Chronic HBV (CHB) infection suppresses virus-specific T cells, but its impact on humoral immunity has been poorly analyzed. Here, we developed a dual-staining method that utilizes hepatitis B virus (HBV) surface antigens (HBsAg) labeled with fluorochromes as “baits” for specific ex vivo detection of HBsAg-specific B cells and analysis of their quantity, function, and phenotype. We studied healthy vaccinated subjects (n = 18) and patients with resolved (n = 21), acute (n = 11), or chronic (n = 96) HBV infection and observed that frequencies of circulating HBsAg-specific B cells were independent of HBV infection status. In contrast, the presence of serum HBsAg affected function and phenotype of HBsAg-specific B cells that were unable to mature in vitro into Ab-secreting cells and displayed an increased expression of markers linked to hyperactivation (CD21lo) and exhaustion (PD-1). Importantly, B cell alterations were not limited to HBsAg-specific B cells, but affected the global B cell population. HBsAg-specific B cell maturation could be partially restored by a method involving the combination of the cytokines IL-2 and IL-21 and CD40L-expressing feeder cells and was further boosted by the addition of anti–PD-1 Abs. In conclusion, HBV infection has a marked impact on global and HBV-specific humoral immunity, yet HBsAg-specific B cells are amenable to a partial rescue by B cell–maturing cytokines and PD-1 blockade.

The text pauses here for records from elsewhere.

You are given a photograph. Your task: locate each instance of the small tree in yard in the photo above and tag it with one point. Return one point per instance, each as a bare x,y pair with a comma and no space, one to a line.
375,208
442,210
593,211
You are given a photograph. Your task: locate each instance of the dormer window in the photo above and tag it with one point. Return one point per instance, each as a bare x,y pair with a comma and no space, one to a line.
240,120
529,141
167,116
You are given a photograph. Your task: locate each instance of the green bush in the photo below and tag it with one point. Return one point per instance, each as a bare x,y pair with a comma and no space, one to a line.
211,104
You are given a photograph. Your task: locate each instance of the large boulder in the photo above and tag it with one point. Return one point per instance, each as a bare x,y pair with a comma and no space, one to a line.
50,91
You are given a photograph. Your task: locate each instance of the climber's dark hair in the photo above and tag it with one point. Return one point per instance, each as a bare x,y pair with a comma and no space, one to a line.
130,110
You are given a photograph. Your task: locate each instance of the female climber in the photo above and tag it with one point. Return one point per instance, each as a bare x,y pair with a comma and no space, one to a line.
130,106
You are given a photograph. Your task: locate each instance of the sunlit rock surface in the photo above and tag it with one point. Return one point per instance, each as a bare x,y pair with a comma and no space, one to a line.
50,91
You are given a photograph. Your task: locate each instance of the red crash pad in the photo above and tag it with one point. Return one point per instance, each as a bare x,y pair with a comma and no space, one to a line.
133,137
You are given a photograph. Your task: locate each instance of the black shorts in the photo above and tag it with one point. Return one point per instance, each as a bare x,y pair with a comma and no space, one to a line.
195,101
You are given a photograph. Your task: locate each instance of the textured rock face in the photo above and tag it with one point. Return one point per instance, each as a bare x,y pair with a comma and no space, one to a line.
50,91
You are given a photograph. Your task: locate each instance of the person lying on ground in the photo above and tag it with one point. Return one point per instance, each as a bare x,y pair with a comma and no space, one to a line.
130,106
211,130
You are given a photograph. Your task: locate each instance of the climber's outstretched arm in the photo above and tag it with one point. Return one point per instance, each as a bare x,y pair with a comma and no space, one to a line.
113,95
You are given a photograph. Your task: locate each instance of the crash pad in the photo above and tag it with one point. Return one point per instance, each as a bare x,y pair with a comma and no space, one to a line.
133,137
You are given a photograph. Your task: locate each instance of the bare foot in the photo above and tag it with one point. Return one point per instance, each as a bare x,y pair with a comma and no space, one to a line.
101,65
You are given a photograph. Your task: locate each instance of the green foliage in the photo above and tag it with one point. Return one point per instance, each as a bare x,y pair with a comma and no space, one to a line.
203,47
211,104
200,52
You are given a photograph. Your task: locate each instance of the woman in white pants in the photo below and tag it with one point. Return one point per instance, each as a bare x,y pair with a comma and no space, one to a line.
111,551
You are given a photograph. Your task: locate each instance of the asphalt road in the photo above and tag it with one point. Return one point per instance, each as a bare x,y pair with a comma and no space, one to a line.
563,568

Loghman Salimzadeh, Nina Le Bert, Charles-A. Dutertre, Upkar S. Gill, Evan W. Newell, Christian Frey, Magdeleine Hung, Nikolai Novikov, Simon Fletcher, Patrick T.F. Kennedy, Antonio Bertoletti
HBsAg-specific B cells from CHB patients are dysfunctional and require coculture with CD40L-expressing feeder cells for survival, expansion, and anti-HBs production.